Vancouver homeless count under way
Volunteers are scouring the streets of Vancouver for homeless people, as part of a city-wide effort to determine just how many there are and if the number is growing.
Three-hundred volunteers checked soup kitchens, shelters, safe houses and transition houses on Monday night and plan to survey outdoor locations such as alleys, parks and under bridges on Tuesday night.
A larger regional count takes place every three years, with the next count scheduled for 2011, but Vancouver Mayor Gregor Robertson says he doesn't want to wait.

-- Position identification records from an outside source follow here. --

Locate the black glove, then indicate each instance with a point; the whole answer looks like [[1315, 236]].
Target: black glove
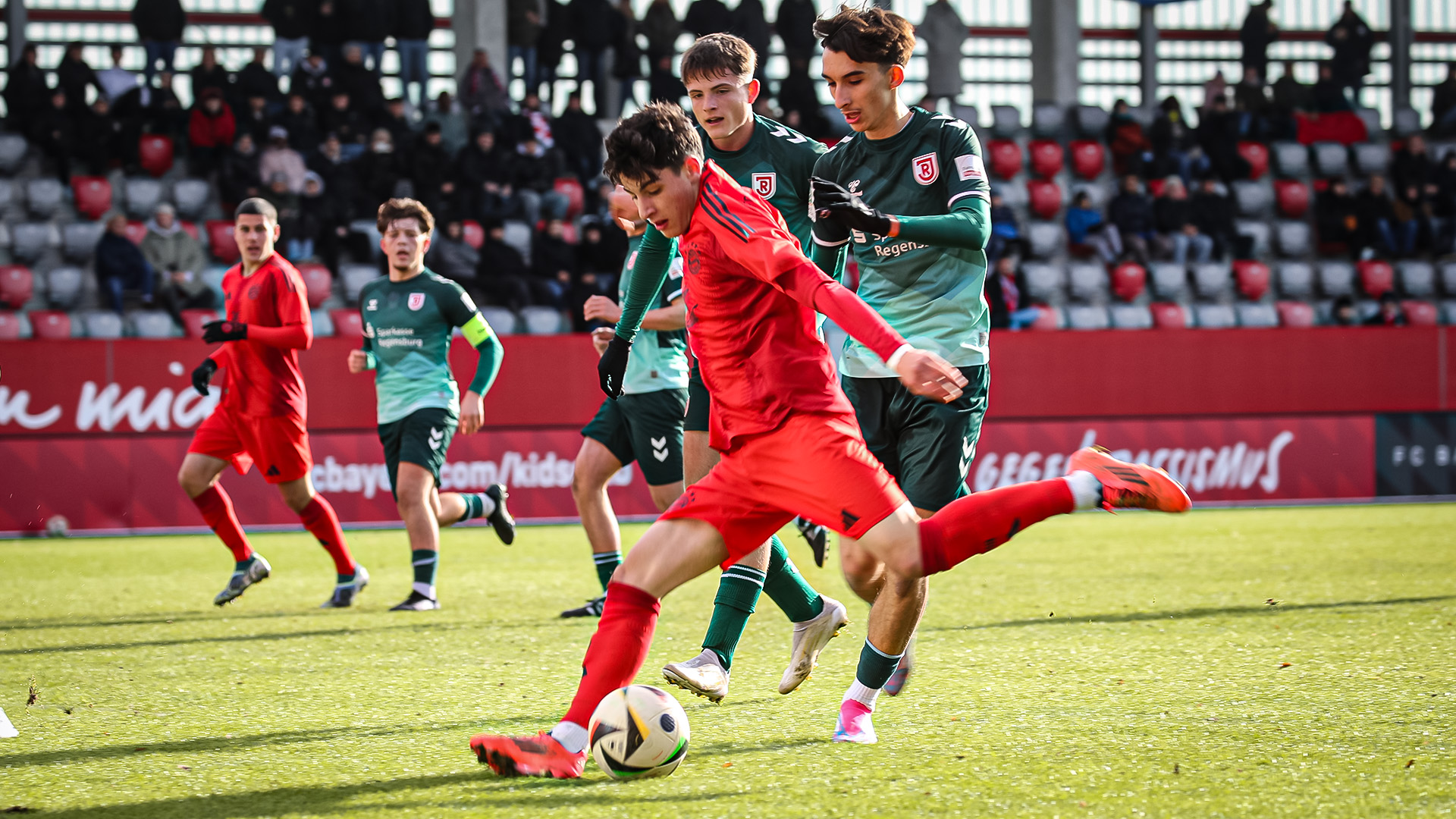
[[223, 331], [613, 366], [202, 373], [836, 203]]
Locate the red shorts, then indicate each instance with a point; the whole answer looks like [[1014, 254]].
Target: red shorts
[[278, 445], [814, 466]]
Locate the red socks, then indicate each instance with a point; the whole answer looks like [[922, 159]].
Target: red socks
[[618, 649], [983, 521], [319, 519], [218, 510]]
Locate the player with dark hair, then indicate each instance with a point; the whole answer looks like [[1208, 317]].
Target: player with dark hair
[[262, 417], [786, 433], [408, 321]]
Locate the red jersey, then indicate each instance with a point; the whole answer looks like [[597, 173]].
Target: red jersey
[[264, 379], [750, 295]]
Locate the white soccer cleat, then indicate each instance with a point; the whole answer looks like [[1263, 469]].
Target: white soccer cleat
[[810, 639], [704, 675]]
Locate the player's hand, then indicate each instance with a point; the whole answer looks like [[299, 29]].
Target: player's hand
[[220, 330], [836, 203], [471, 414], [202, 375], [613, 366], [929, 375]]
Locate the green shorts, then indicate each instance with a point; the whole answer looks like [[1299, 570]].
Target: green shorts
[[645, 428], [928, 447], [419, 438]]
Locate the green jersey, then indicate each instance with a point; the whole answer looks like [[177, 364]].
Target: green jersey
[[406, 337], [930, 295], [658, 357]]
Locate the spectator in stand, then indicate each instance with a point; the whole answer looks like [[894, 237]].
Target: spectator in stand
[[291, 22], [1131, 213], [159, 28], [501, 275], [120, 264], [180, 261], [1087, 229], [1351, 39]]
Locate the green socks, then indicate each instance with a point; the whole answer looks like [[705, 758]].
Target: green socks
[[737, 595], [606, 564], [786, 588]]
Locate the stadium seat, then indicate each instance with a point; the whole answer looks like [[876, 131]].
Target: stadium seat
[[44, 197], [191, 197], [220, 238], [354, 278], [1376, 278], [1169, 280], [1257, 156], [1257, 315], [79, 240], [1417, 279], [1294, 314], [1046, 197], [17, 286], [92, 196], [50, 325], [1253, 279], [318, 281], [1130, 316], [1337, 279], [1005, 158], [1046, 158], [1291, 159], [63, 286], [12, 153], [142, 197], [542, 321], [473, 234], [155, 153]]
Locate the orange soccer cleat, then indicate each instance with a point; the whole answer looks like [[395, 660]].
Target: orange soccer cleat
[[1130, 485], [538, 755]]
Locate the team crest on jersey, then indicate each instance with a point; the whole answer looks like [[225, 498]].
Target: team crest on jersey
[[927, 168], [764, 184]]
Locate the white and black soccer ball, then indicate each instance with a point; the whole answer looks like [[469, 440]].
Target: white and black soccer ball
[[638, 732]]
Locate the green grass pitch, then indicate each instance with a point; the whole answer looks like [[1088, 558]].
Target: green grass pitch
[[1237, 664]]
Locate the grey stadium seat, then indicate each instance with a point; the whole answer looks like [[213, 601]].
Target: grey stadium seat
[[1131, 316], [1257, 315], [1296, 280], [1337, 279]]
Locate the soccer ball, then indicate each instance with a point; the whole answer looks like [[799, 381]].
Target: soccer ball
[[638, 732]]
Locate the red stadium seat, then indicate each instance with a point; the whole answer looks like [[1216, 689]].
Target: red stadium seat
[[1128, 280], [473, 234], [1257, 156], [50, 324], [347, 322], [1005, 158], [1088, 158], [155, 153], [1044, 197], [220, 237], [1376, 278], [1420, 314], [1253, 279], [1292, 197], [17, 284], [1168, 315], [1294, 314], [92, 196], [318, 281], [1046, 158]]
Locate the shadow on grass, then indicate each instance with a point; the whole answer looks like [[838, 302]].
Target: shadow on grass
[[1193, 614]]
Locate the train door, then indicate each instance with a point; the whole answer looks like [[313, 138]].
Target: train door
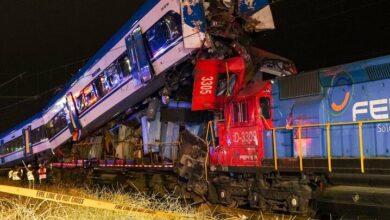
[[138, 56], [27, 141], [73, 122]]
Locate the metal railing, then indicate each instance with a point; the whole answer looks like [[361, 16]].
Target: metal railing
[[328, 138]]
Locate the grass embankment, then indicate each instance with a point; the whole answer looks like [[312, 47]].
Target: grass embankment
[[17, 207]]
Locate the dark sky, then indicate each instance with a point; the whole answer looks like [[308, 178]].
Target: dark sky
[[49, 40]]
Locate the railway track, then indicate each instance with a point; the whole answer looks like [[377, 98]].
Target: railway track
[[221, 212]]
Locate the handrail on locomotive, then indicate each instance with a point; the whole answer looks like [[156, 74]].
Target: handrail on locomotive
[[328, 138]]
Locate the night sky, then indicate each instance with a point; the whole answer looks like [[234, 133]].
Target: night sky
[[44, 42]]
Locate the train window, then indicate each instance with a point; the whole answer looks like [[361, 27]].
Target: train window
[[162, 34], [240, 112], [112, 74], [38, 134], [80, 105], [102, 85], [13, 145], [90, 95], [125, 66], [265, 107], [223, 84], [56, 124]]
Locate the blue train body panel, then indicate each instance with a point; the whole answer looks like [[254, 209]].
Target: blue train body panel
[[354, 92]]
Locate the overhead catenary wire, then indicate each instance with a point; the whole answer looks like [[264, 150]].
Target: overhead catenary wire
[[31, 98]]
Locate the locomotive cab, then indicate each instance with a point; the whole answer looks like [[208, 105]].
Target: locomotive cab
[[247, 116]]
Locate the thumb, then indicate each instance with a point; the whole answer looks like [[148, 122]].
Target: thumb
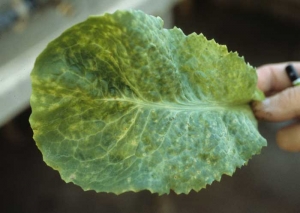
[[288, 138], [283, 106]]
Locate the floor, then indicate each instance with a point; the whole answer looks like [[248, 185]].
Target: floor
[[269, 183]]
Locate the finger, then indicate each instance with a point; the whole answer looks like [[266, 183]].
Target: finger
[[273, 78], [280, 107], [288, 138]]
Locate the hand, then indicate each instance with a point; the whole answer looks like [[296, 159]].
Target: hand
[[282, 102]]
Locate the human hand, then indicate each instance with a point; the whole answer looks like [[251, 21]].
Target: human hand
[[282, 102]]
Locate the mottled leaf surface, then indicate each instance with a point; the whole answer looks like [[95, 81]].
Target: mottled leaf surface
[[121, 104]]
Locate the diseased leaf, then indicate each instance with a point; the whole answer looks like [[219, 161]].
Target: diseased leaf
[[121, 104]]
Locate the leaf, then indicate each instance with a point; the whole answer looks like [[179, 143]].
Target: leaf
[[121, 104]]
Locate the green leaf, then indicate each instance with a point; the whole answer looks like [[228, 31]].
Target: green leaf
[[121, 104]]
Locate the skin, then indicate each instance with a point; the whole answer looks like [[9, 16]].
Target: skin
[[282, 103]]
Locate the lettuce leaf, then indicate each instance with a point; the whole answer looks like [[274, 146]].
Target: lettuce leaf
[[121, 104]]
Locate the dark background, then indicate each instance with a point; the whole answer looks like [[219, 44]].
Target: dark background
[[269, 183]]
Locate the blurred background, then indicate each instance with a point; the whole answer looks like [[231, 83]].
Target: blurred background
[[264, 31]]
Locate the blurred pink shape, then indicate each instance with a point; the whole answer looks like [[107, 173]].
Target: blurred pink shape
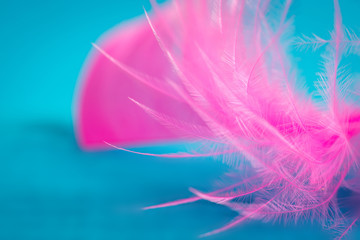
[[104, 111]]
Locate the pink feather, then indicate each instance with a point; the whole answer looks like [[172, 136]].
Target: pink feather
[[218, 72]]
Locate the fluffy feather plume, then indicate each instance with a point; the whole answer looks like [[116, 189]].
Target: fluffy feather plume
[[226, 80]]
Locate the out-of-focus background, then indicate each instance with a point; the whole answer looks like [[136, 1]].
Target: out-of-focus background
[[51, 189]]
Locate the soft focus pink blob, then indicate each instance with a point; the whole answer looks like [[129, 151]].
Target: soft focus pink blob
[[104, 112], [218, 71]]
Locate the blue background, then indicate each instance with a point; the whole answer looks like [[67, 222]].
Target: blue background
[[50, 189]]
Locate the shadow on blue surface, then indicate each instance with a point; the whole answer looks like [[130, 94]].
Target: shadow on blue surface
[[50, 189]]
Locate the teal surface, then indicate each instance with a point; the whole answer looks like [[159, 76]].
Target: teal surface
[[50, 189]]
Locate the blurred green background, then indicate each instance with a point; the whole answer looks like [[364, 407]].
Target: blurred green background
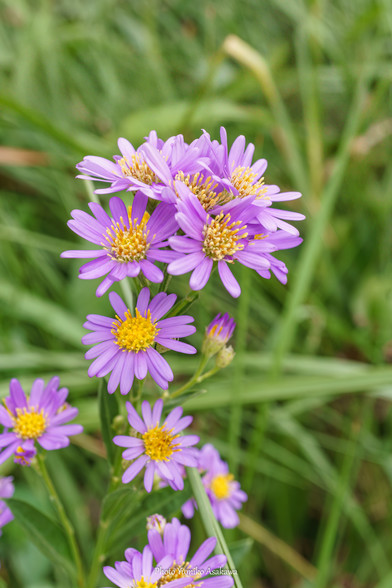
[[303, 414]]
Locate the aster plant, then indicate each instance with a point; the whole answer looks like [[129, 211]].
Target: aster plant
[[179, 209]]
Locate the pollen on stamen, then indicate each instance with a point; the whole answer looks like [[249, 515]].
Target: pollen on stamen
[[137, 168], [205, 190], [135, 333], [128, 244], [221, 485], [222, 238], [160, 444], [177, 571], [29, 423], [244, 180]]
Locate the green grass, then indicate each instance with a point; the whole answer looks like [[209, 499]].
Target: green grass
[[308, 82]]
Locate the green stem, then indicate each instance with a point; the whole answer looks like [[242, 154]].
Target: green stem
[[165, 282], [127, 293], [68, 528], [90, 191], [210, 523], [195, 379], [99, 555]]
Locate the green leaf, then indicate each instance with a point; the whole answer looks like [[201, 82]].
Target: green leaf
[[45, 533], [240, 549], [132, 520], [108, 410], [119, 501]]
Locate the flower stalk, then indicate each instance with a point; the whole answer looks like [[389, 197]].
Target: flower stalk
[[67, 525]]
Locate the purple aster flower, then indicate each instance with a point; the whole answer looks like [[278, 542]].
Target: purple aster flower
[[40, 417], [124, 346], [150, 168], [138, 571], [6, 491], [224, 492], [218, 333], [159, 448], [234, 176], [175, 542], [223, 239], [130, 241]]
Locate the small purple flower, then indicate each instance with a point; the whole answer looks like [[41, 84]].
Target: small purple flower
[[40, 417], [237, 177], [124, 346], [138, 571], [128, 171], [224, 492], [150, 168], [6, 491], [130, 241], [159, 448], [218, 333], [175, 543], [223, 239]]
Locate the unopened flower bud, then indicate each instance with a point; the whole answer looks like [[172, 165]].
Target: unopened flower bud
[[119, 424], [225, 357], [217, 334], [156, 522]]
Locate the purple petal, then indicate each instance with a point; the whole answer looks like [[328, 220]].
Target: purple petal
[[185, 264], [229, 281], [134, 469]]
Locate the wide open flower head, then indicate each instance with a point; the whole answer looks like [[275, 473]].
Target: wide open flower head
[[138, 571], [128, 171], [222, 239], [130, 241], [159, 448], [6, 491], [41, 416], [224, 492], [232, 169], [150, 168], [175, 543], [124, 345]]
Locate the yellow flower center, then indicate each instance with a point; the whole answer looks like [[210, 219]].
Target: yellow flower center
[[221, 237], [137, 168], [135, 333], [131, 244], [177, 572], [143, 584], [204, 189], [159, 444], [221, 486], [243, 179], [29, 423]]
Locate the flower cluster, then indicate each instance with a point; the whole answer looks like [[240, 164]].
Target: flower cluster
[[196, 207], [42, 416], [224, 492], [169, 548]]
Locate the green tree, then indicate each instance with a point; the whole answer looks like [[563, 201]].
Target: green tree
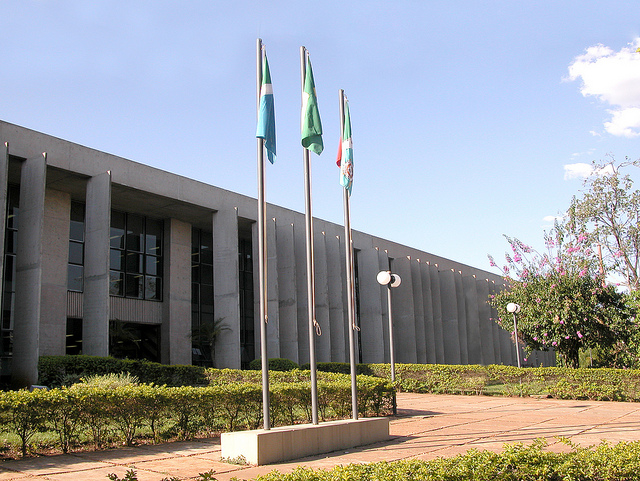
[[609, 208], [565, 305]]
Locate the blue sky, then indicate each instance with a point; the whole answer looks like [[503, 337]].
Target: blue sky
[[466, 116]]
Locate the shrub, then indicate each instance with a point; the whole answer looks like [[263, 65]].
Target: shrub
[[275, 364]]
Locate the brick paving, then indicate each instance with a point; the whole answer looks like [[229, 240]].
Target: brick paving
[[426, 427]]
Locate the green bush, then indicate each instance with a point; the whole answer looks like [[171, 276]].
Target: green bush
[[275, 364], [55, 371]]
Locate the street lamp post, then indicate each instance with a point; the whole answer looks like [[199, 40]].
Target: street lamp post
[[386, 278], [514, 308]]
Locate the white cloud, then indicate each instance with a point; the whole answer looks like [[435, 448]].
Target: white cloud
[[577, 171], [552, 218], [614, 78]]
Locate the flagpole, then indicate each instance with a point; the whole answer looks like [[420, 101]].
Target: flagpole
[[262, 258], [348, 244], [311, 302]]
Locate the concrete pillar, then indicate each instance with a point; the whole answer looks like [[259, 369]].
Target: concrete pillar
[[437, 313], [371, 295], [226, 286], [486, 322], [474, 338], [176, 306], [418, 309], [4, 177], [273, 303], [336, 277], [300, 254], [428, 312], [95, 322], [496, 329], [53, 319], [462, 318], [26, 329], [403, 313], [449, 306], [323, 342], [287, 291]]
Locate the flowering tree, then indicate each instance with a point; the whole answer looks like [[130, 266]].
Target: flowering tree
[[564, 302], [610, 209]]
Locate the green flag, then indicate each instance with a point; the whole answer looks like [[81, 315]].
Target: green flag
[[311, 125]]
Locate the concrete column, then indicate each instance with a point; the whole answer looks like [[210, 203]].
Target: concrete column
[[450, 331], [497, 330], [437, 313], [4, 177], [323, 342], [26, 329], [288, 302], [486, 322], [95, 322], [176, 306], [403, 313], [226, 286], [418, 309], [336, 277], [300, 253], [53, 319], [428, 313], [371, 295], [462, 318], [474, 339]]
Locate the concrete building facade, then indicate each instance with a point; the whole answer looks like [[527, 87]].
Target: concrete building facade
[[105, 256]]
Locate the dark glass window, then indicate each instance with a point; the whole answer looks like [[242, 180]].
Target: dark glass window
[[75, 269], [8, 284], [204, 325], [136, 256], [247, 331]]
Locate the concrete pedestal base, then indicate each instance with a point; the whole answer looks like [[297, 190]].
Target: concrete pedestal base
[[284, 443]]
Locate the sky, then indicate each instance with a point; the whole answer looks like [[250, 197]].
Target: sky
[[471, 119]]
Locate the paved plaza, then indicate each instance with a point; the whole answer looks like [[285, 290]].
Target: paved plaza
[[426, 427]]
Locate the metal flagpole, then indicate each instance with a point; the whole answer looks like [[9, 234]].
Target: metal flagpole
[[311, 302], [262, 257], [350, 287]]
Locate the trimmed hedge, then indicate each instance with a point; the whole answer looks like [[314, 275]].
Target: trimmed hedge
[[56, 371], [104, 415]]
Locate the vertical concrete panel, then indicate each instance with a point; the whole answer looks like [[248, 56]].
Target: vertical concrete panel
[[323, 341], [496, 329], [449, 317], [53, 319], [371, 295], [486, 323], [462, 318], [226, 287], [336, 276], [287, 294], [437, 313], [273, 282], [26, 329], [404, 313], [474, 340], [4, 179], [301, 286], [428, 314], [418, 309], [176, 306], [95, 322]]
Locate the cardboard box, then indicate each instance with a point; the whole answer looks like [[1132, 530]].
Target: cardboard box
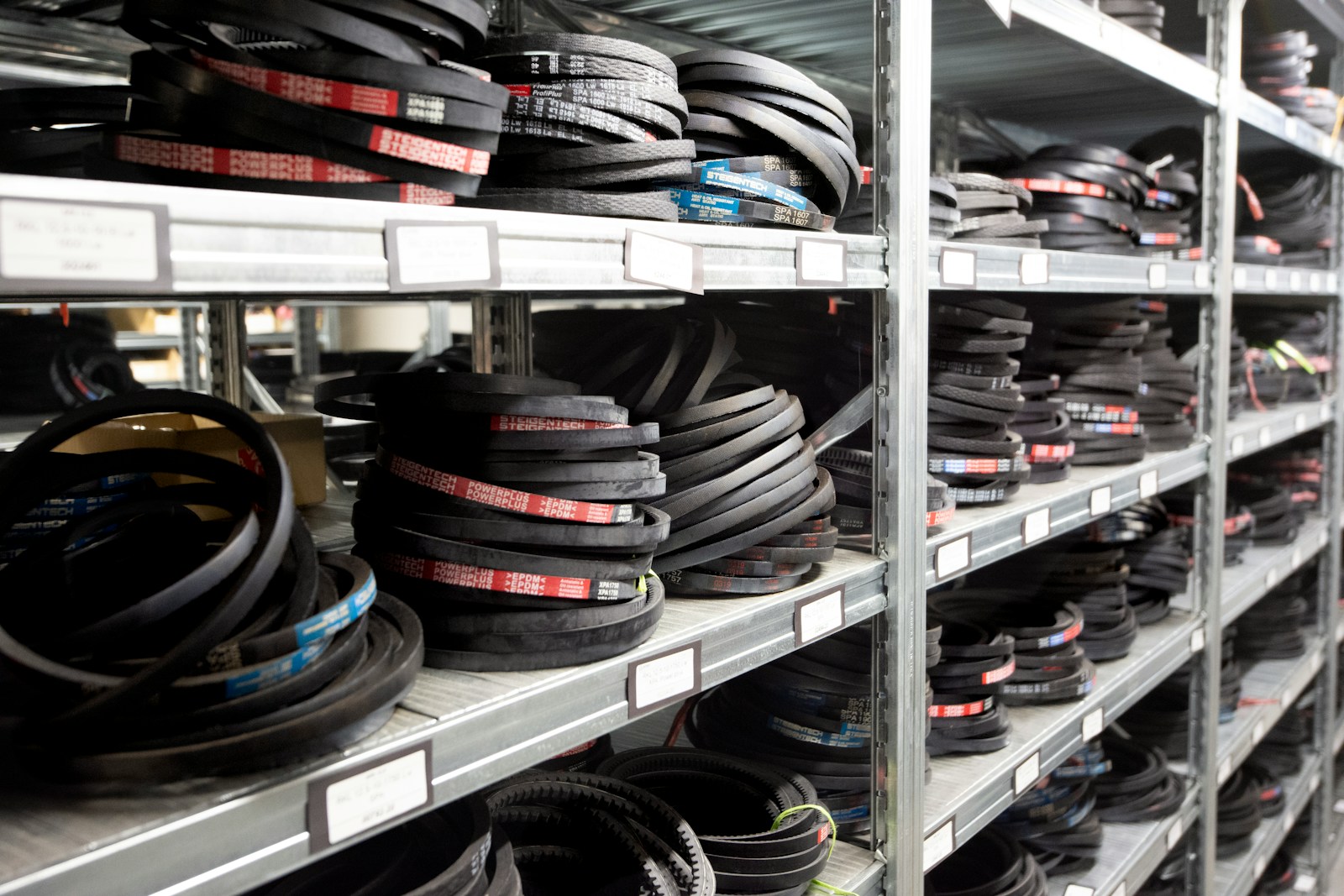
[[299, 437]]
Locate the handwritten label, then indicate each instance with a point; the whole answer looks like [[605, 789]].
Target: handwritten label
[[50, 246], [433, 255], [822, 262], [367, 795], [952, 558], [819, 616], [659, 681], [958, 268], [664, 262], [1035, 527]]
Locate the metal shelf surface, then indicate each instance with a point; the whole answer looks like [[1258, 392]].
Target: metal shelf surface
[[228, 835], [1041, 270], [996, 532], [237, 242], [1129, 853], [1236, 876], [1269, 688], [1252, 432], [969, 792], [1263, 567]]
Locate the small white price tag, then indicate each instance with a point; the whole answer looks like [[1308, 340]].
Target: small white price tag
[[1158, 275], [958, 268], [1093, 723], [351, 802], [54, 246], [952, 558], [1035, 527], [1027, 774], [822, 262], [938, 846], [819, 616], [662, 680], [1148, 484], [434, 255], [1173, 835], [1034, 269], [664, 262]]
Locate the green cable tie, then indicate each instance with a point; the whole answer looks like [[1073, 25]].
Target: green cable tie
[[1288, 348]]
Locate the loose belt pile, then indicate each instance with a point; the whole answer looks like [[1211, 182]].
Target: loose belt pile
[[770, 145], [1090, 347], [582, 833], [810, 712], [228, 645], [454, 851], [759, 825], [972, 396], [311, 97], [591, 125], [510, 513]]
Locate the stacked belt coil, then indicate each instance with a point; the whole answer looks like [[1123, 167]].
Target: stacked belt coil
[[524, 540], [454, 851], [1089, 196], [759, 825], [972, 396], [230, 645], [770, 145], [311, 97], [591, 127], [1092, 348], [810, 712]]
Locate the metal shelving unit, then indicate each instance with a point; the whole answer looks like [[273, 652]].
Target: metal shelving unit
[[1010, 60]]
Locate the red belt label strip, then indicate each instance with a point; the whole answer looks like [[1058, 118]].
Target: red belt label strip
[[511, 500], [486, 579]]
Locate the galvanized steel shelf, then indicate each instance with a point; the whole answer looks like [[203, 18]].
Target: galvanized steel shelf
[[969, 792]]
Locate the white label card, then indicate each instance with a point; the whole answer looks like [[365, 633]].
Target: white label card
[[1027, 774], [938, 846], [819, 616], [1173, 835], [952, 558], [351, 802], [1148, 484], [664, 262], [1093, 723], [434, 255], [822, 262], [84, 248], [659, 681], [958, 268], [1034, 269], [1158, 275], [1035, 527]]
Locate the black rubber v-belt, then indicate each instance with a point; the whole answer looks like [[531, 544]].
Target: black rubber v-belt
[[779, 842], [577, 832], [454, 851], [990, 864]]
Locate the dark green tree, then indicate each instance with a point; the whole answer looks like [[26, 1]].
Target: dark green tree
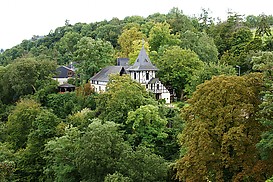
[[92, 56], [123, 95], [221, 132]]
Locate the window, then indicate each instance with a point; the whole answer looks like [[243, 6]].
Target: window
[[147, 75], [70, 73]]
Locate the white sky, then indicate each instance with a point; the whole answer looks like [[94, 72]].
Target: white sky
[[21, 19]]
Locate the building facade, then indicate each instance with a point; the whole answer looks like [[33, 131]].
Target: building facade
[[142, 71]]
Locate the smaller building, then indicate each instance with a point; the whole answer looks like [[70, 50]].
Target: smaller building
[[100, 80], [66, 87]]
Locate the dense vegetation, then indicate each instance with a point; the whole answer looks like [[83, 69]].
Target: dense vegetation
[[219, 130]]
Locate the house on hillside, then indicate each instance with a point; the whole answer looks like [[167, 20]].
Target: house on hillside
[[142, 71]]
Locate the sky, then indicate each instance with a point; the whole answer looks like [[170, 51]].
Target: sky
[[21, 19]]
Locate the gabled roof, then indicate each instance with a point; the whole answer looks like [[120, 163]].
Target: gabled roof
[[122, 61], [142, 63], [67, 85], [154, 80], [103, 75], [64, 72]]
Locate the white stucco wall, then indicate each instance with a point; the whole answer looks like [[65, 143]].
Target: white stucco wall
[[99, 86], [167, 97], [61, 80]]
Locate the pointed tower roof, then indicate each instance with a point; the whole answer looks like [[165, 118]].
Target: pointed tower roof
[[142, 63]]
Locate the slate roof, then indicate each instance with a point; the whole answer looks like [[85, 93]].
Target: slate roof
[[142, 63], [62, 72], [67, 85], [123, 62], [103, 75], [153, 80]]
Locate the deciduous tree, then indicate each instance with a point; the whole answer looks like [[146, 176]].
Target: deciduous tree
[[221, 132]]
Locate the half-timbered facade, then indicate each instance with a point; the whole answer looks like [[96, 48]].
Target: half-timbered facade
[[142, 71]]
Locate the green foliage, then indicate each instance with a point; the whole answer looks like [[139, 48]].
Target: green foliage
[[123, 95], [176, 66], [263, 62], [25, 76], [263, 26], [116, 177], [7, 164], [60, 157], [160, 35], [99, 151], [66, 46], [206, 73], [127, 38], [63, 104], [179, 22], [221, 132], [30, 161], [92, 56], [201, 44], [147, 166], [147, 127], [20, 121]]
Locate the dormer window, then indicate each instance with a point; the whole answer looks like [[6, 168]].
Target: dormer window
[[70, 73], [147, 75]]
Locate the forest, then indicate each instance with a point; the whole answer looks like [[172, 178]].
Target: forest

Vancouver has one of the highest populations of homeless in the region and the count will provide critical information needed to update Vancouver's homeless action plan, said Robertson, who has opened a number of emergency shelters since taking office in 2008.
Once the count is completed, the city should know whether the number of people without homes has changed over the past two years, and what medical and social services they are using, he said.
"It gives us a rough estimate of who is outside, who is in the shelters, and a very rough estimate of who is couch surfing or sleeping in cars," he said.
The volunteers are using the same methods as the regional count, but Robertson acknowledged counting the homeless is never an exact science.
"It gets very difficult for people that have a place that is maybe secure to them at a friend's, but they don't have a home, and that's a harder number to estimate. So it's not perfect, but it gives us a good idea," he said.
More than half-a-dozen emergency shelters are scheduled to close at the end of April.
The 2008 study found 2,600 homeless people across the Lower Mainland.